FIGHTER PILOT’s HEAVEN
Flight Testing the Early Jets
Signed by Colonel Donald S Lopez
Inscribed & signed on the front end paper by
Colonel Don Lopez
For Frank Owens (Director NASA Education Division)
With gratitude for the excellent support you and your staff
have provided for the ‘How Things Fly’ exhibit. Another example
of the fine cooperation NASM has always received from NASA
Best wishes
Don Lopez (Director Smithsonian NASM)
Smithsonian Institution Press First edition 1995. 223 pages and well illustrated with photographs.
a Very Fine condition hardback book in two-tone black/blue boards with gilt titles and a Fine condition dustjacket. As new.
‘Fighter Pilot’s Heaven’ presents the dramatic inside story of the American military’s transition into the jet age, as told by a flyer whose life depended on its success. With colourful anecdotes about fellow pilots as well as precise technical information, Donald S. Lopez describes how it was to be “behind the stick” as a test pilot from 1945 to 1950, when the U.S. military was shifting from war to peacetime operations and from propeller to jet aircraft.

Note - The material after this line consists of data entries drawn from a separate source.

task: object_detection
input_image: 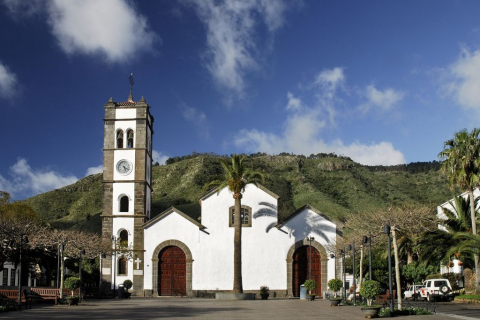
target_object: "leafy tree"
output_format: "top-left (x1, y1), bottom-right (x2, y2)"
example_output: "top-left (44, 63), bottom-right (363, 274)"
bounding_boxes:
top-left (203, 154), bottom-right (265, 293)
top-left (401, 263), bottom-right (437, 284)
top-left (344, 205), bottom-right (436, 310)
top-left (439, 128), bottom-right (480, 294)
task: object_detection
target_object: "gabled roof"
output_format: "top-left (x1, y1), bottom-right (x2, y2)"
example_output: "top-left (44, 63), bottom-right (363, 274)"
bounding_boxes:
top-left (276, 204), bottom-right (333, 228)
top-left (199, 184), bottom-right (279, 205)
top-left (143, 207), bottom-right (206, 230)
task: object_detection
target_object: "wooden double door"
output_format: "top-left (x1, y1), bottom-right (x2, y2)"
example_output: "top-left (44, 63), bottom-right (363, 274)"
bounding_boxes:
top-left (158, 246), bottom-right (186, 296)
top-left (292, 245), bottom-right (321, 297)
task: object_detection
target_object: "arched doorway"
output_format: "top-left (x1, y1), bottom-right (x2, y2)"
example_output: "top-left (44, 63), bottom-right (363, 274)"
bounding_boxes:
top-left (292, 246), bottom-right (321, 297)
top-left (158, 246), bottom-right (186, 296)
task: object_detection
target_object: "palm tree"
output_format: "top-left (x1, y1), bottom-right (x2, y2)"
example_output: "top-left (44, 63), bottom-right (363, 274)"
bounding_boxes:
top-left (204, 154), bottom-right (265, 293)
top-left (416, 194), bottom-right (478, 268)
top-left (439, 128), bottom-right (480, 294)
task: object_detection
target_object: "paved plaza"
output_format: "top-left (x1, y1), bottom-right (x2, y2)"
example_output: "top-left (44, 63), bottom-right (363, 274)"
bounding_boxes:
top-left (2, 298), bottom-right (480, 320)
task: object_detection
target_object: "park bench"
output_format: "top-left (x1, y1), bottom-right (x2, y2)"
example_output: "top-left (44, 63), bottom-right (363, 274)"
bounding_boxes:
top-left (0, 289), bottom-right (32, 309)
top-left (376, 289), bottom-right (396, 307)
top-left (30, 288), bottom-right (60, 305)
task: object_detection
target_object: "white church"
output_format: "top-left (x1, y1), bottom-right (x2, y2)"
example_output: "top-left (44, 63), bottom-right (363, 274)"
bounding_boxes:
top-left (100, 89), bottom-right (340, 297)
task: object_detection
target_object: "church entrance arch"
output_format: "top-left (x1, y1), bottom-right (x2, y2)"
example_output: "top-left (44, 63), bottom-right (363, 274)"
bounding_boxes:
top-left (292, 246), bottom-right (320, 297)
top-left (159, 246), bottom-right (186, 296)
top-left (152, 240), bottom-right (193, 297)
top-left (286, 239), bottom-right (327, 297)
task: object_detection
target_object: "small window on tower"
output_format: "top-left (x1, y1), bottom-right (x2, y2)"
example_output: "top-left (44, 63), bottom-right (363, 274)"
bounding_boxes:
top-left (118, 256), bottom-right (127, 275)
top-left (119, 230), bottom-right (128, 248)
top-left (117, 130), bottom-right (124, 148)
top-left (127, 129), bottom-right (134, 148)
top-left (120, 196), bottom-right (129, 212)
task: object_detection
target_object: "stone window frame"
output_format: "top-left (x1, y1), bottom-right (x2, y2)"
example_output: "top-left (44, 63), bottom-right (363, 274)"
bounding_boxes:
top-left (119, 195), bottom-right (130, 213)
top-left (10, 268), bottom-right (15, 286)
top-left (151, 240), bottom-right (193, 297)
top-left (118, 256), bottom-right (128, 276)
top-left (126, 129), bottom-right (135, 148)
top-left (229, 205), bottom-right (252, 227)
top-left (116, 129), bottom-right (124, 149)
top-left (2, 269), bottom-right (7, 286)
top-left (286, 239), bottom-right (328, 297)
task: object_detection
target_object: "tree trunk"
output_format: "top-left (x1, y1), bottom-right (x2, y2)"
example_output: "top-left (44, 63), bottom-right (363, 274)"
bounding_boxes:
top-left (233, 194), bottom-right (243, 293)
top-left (468, 189), bottom-right (480, 295)
top-left (359, 245), bottom-right (364, 288)
top-left (407, 252), bottom-right (414, 265)
top-left (392, 227), bottom-right (402, 310)
top-left (60, 249), bottom-right (65, 299)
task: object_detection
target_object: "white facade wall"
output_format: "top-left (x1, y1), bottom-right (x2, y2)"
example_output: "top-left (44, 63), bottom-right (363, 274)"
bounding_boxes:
top-left (279, 208), bottom-right (337, 281)
top-left (112, 184), bottom-right (135, 215)
top-left (142, 184), bottom-right (337, 292)
top-left (111, 218), bottom-right (135, 288)
top-left (116, 108), bottom-right (137, 119)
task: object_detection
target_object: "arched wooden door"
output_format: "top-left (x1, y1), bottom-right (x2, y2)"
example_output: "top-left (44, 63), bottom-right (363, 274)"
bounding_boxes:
top-left (292, 246), bottom-right (321, 297)
top-left (158, 246), bottom-right (186, 296)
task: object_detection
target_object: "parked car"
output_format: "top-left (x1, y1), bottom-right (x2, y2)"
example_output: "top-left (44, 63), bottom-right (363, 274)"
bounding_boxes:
top-left (418, 279), bottom-right (454, 302)
top-left (404, 284), bottom-right (424, 300)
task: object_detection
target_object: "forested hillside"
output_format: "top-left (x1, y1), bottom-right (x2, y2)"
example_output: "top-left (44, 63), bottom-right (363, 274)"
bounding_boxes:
top-left (25, 153), bottom-right (455, 234)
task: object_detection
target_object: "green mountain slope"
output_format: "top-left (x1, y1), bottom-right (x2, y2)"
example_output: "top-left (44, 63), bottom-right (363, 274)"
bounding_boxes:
top-left (24, 154), bottom-right (455, 234)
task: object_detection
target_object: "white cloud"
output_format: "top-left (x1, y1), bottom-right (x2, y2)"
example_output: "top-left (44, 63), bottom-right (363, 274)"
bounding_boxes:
top-left (86, 165), bottom-right (103, 176)
top-left (0, 158), bottom-right (78, 199)
top-left (2, 0), bottom-right (157, 63)
top-left (179, 101), bottom-right (209, 139)
top-left (0, 62), bottom-right (18, 99)
top-left (447, 47), bottom-right (480, 113)
top-left (360, 84), bottom-right (405, 112)
top-left (185, 0), bottom-right (289, 98)
top-left (47, 0), bottom-right (157, 63)
top-left (152, 150), bottom-right (169, 165)
top-left (234, 68), bottom-right (406, 166)
top-left (285, 92), bottom-right (303, 111)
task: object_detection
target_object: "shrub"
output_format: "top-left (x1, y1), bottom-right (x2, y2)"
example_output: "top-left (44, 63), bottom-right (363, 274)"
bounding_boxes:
top-left (304, 279), bottom-right (316, 294)
top-left (328, 278), bottom-right (343, 298)
top-left (64, 277), bottom-right (81, 297)
top-left (359, 280), bottom-right (381, 306)
top-left (260, 286), bottom-right (269, 294)
top-left (123, 279), bottom-right (133, 291)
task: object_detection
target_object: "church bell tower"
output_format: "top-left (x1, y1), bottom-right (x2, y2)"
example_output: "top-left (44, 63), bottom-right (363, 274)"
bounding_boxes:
top-left (101, 74), bottom-right (154, 294)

An ace pilot who had served with Gen. Claire Chennault’s Flying Tiger Fighter Group, Lopez was assigned at the close of World War II to the elite Proof Test Group of the Air Proving Ground Command. Located at Eglin Field (later Eglin Air Force Base) in Florida, the group determined the operational suitability of Air Force weapons systems and aircraft and tested the first operational jet, the P-80 Shooting Star. Jet fighters required new techniques, tactics, and weaponry. Lopez recounts historic test flights in the P-59, P-80, and P-84, among other planes, describing complex combat manoeuvres, hair-raising landings in unusual positions, and disastrous crashes and near crashes. This memoir is peppered with lively accounts of many pilots and their colleagues, revealing how airmen coped with both exhilarating successes and sometimes tragic failures.
Don Lopez had a distinguished post air force career as a Director of the Aeronautics department of the Smithsonian National Air & Space Museum and wrote several books including his experiences with the Flying Tigers ~ ‘Into the Teeth of the Tiger’.
An interesting read about a fascinating period in aviation history!